Das bei der Deutschen Forschungsgemeinschaft (DFG) beantragte Projekt knüpft an einen bereits vorhandenen Bestand in der Bibliothek des Jüdischen Museums Berlin an. Sein Ziel ist es, Lücken innerhalb des Bestandes systematisch zu schließen. Außerdem soll durch die gezielte Erwerbung von grauer Literatur und Non-Book-Medien, sowie durch die Vervollständigung der im Haus bereits vorhandenen Spezialsammlungen der Forschung sonst nur schwer zugängliches Quellenmaterial in einer attraktiven Forschungsumgebung bereitgestellt werden.
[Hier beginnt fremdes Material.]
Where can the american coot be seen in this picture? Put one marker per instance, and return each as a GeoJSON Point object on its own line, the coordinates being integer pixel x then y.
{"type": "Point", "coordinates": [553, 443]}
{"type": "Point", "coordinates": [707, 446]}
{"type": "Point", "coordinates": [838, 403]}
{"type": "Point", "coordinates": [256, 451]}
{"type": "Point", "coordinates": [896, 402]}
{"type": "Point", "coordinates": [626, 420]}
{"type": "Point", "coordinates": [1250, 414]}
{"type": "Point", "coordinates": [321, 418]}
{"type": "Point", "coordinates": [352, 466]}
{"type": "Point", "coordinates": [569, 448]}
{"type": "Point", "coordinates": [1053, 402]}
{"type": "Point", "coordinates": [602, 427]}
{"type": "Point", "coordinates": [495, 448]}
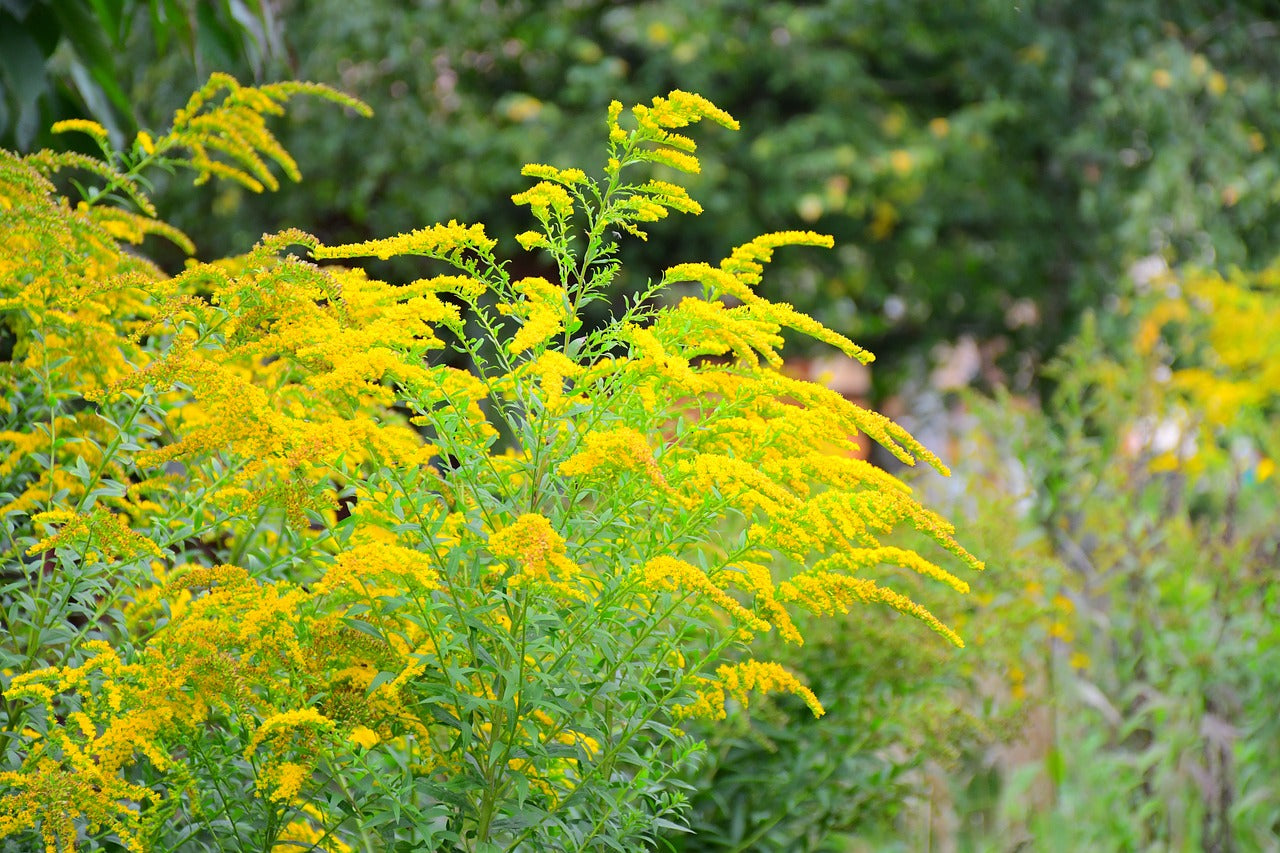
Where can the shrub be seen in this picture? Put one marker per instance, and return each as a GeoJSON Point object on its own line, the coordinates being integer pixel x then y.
{"type": "Point", "coordinates": [278, 574]}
Die Tiefenerschließung und die Anbindung an den Thesaurus des Jüdischen Museums Berlin ermöglicht eine themenorientierte und medienübergreifende Suche, die die Sammlungen und das Archiv des Museums mit einschließt und dadurch einen Zugang zu den Primärquellen eröffnet. Ziel ist es, einen Sammelschwerpunkt von überregionaler Bedeutung zu entwickeln, der langfristig dazu beiträgt, diese 1933 abgebrochene Forschungstradition wieder in Deutschland zu etablieren.

Das Projekt hat im Herbst 2013 begonnen und endet im Herbst 2015.